My method is as following:
Since a matrix $T$ is unitarily diagonalizable iff $T$ is normal, that means $T^*T=TT^*$. I try to prove $AA^*=A^*A$ and $BB^*=B^*B$. Since we know $M^*=\bigl( \begin{smallmatrix} A^* & C^* \\ 0 & B^* \end{smallmatrix} \bigr)$. Then $M^*M=MM^*$ implies $A^*A+C^*C=AA^*,C*B=AC^*,B^*C=CA^*,B^*B=CC^*+BB^*.$ It seems we cannot deduce $AA^*=A^*A$ and $BB^*=B^*B$ in this way.
 A: Use trace to prove $C=0$ and you are close. Since $A^*A+C^*C=AA^*$
$$
Tr(A^*A+C^*C)=Tr(A^*A)+Tr(C^*C)=Tr(AA^*)
$$
Since $Tr(A^*A)=Tr(AA^*)$
$$
Tr(C^*C)=0\quad\text{ and thus }\quad C=0
$$
So $A^*A=AA^*$ and $A$ is normal. Likewise $B$ is normal too. 
A: You can do this without using the characterisation of unitarily diagonalisable matrices as those that commute with their conjugate transpose, using a more geometric argument. The question splits into two parts: first showing that $A$ and $B$ are diagonalisable, and then that if so, there is an orthonormal basis of eigenvectors (because in that case the change of basis matrix will be unitary). The latter will be possible if and only if the eigenspaces for distinct eigenvalues are orthogonal to each other (in which case it suffices to choose orthonormal bases in each eigenspace). Since it is given that the eigenspaces of $M$ are orthogonal to each other, this will follow automatically for the eigenspaces of $A$ and $B$, so the latter part is easy, and one can focus on the former part. (To be honest, this "follows automatically" is easier to see for $B$, whose eigenspaces are isometrically embedded into the eigenspaces of $M$, than it is for $A$ where one needs to consider dual eigenspaces. But it is easy to see that "unitarily diagonalisable" is invariant under (conjugate) transposition, so if it works for $B$, it should work for $A$ as well.)
What is left is to show that if a block triangular matrix$~M$ is diagonalisable, then so are its diagonal blocks.
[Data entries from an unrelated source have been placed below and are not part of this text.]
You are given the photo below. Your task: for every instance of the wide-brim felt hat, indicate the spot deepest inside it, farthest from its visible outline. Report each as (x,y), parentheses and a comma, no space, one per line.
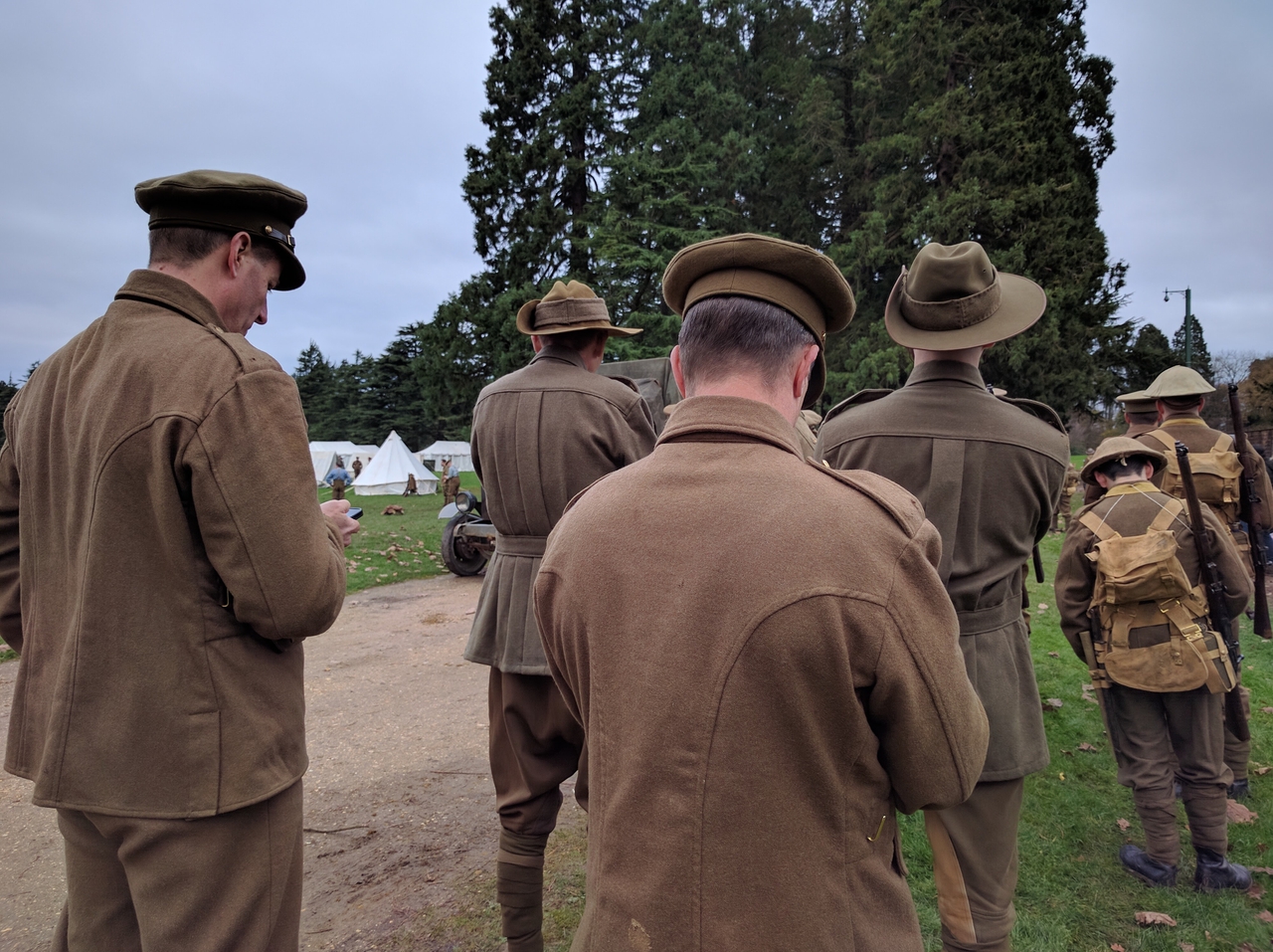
(1179,382)
(1137,402)
(953,296)
(231,203)
(565,308)
(1121,448)
(801,281)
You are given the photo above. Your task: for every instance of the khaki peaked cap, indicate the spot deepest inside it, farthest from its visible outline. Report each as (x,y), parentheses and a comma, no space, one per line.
(565,308)
(801,281)
(1179,382)
(231,201)
(1137,402)
(953,296)
(1121,448)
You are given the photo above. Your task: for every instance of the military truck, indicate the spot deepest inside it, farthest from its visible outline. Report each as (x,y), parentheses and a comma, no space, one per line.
(468,538)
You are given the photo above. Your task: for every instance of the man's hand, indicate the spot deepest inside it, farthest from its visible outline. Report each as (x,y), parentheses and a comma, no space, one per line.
(335,510)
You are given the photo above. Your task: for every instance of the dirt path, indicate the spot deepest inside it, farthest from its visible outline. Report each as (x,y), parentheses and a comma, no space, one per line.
(399,802)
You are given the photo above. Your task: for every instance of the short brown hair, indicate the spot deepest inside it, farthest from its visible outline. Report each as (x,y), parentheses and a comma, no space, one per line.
(722,335)
(578,341)
(185,246)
This can be proved by forming the polynomial $P=\prod_\lambda(X-\lambda)$ where $\lambda$ runs over all distinct eigenvalues of$~M$. By construction $P$ is split with simple roots, and it annihilates$~M$. But then it also annihilates the diagonal blocks of $M$, and any square matrix annihilated by a polynomial that is split with simple roots is diagonalisable. This part is related to this question, among whose answers you will find alternative arguments.